Die Wahrheit im Netz in Gefahr? – Tag zwei beim Mediengipfel in Lech am Arlberg
Hochkarätig besetzt startete der 2. Tag des 13. Mediengipfels in Lech am Arlberg - Nicht nur Social Media als fünfte Macht im Staat war Thema, sondern auch die Pressefreiheit
by OTS0182Lech am Arlberg (OTS) - Philipp Jessen, CEO des Startups Storymachine, startete mit einem Vortrag unter dem Titel „Social Media als fünfte Macht im Staat“ und machte klar, dass klassische Medien durch soziale Netzwerke abgelöst werden. „Jeder kann ein Sender und Publisher sein,“ sagte Jessen. Journalisten hätten ihr publizistisches Monopol verloren und seien keine „Gatekepper“ oder „Agenda Setter“ mehr. Trotz dieses Paradigmenwechsels, in einer Welt, wo sich jeder selbst inszenieren könne, brauche es den Qualitätsjournalismus mehr denn je. Denn die meisten Inhalte und Diskussionen entstehen zuerst in den sozialen Netzwerken und werden dann in andere Kanäle übertragen. „Die Rolle der Journalisten ist noch wichtiger geworden in diesem Dschungel“, führte Jessen weiter aus.
Um die Schlagwörter Wahrheitsfindung und Desinformation ging es auch in der ersten großen Diskussion des Tages. „Ist die Pressefreiheit bedroht?“, fragte Daniela Kraus, Generalsekretärin des Presseclub Concordia, ihre Gäste. Mit dabei am Medienforum waren Johannes Bruckenberger, Chefredakteur der APA, Martón Gergely, Journalist bei HVG in Budapest, Fact-Checkerin Karolin Schwarz und Nana Siebert, stellvertretende Chefredakteurin von DER STANDARD.
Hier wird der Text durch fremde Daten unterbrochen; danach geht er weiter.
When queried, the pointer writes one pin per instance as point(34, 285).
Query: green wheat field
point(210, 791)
Martón Gergely verdeutlichte, dass Presse- und Meinungsfreiheit in Ungarn in Gefahr sind. „Wie oft bin ich aufgewacht und habe mich gefragt, wie konnte es so weit kommen?“, erklärte Gergely und führt aus, dass zahlreiche Tageszeitungen in kurzer Zeit geschlossen wurden. Den Medien wurde vonseiten der ungarischen Regierung vorgeworfen, nicht über die Nöte der einfachen Bevölkerung zu sprechen. „Die Regierung macht das aber auch nicht“, konstatierte Gergely.
In Österreich hätten wir dagegen ein hohes Maß an Pressefreiheit, ist Johannes Bruckenberger von der APA überzeugt und sagte, dass die Medien immer noch verbündete der Demokratie seien. Er erklärte aber auch, dass die politische Mitte immer mehr nach links und rechts ausfranse. „Es ist unsere Aufgabe im aufgehetzten Meinungsmarkt die Dinge zu verifizieren“, so Bruckenberger.
Angst, Wut und Hass sind laut Karolin Schwarz, Fact-Checkerin und Medientrainerin aus Deutschland, die Zutaten für Meinungsmache im Netz. Falschmeldungen zirkulierten im Netz und würden immer wieder reproduziert. „Wenn eine Sache grün geworden ist, dann das das Recyclen von Falschmeldungen“, erklärte Schwarz und monierte, dass es an digitaler Zivilcourage fehle.
Für Nana Siebert von der Tageszeitung DER STANDARD wäre es an der Zeit Medienkompetenz an Schulen zu lehren und Lehrer weiter zu bilden. Im Durschnitt sind die Lehrpersonen in Österreich 53 Jahre alt. „Sie wissen nur sehr wenig über neue Medien, Faktenchecks und Fake News“, so Siebert und rundet ihren Beitrag mit einer Forderung nach mehr Sensibilisierungsarbeit ab.
Den Abschluss des Vormittags bildete der Vortrag von John-Dylan Haynes, Hirnforscher an der Berliner Charité, zum Thema „Menschliche vs. Künstliche Intelligenz“. Dabei stellte er zwar klar, dass Menschen Computern in der Informationsverarbeitung zwar weit unterlegen sind, aber betonte auch, dass Menschen „General Problem Solvers“ und somit nicht durch Computer zu ersetzen seien. „Aber nur weil wir nicht ersetzbar sind, heißt das nicht, dass wir uns nicht anpassen müssen – die größte Leistung werden erbracht, wenn Teams aus Menschen und Algorithmen zusammenarbeiten. Wünschenswert ist eine Partnerschaft zwischen Mensch und Roboter“, so Haynes.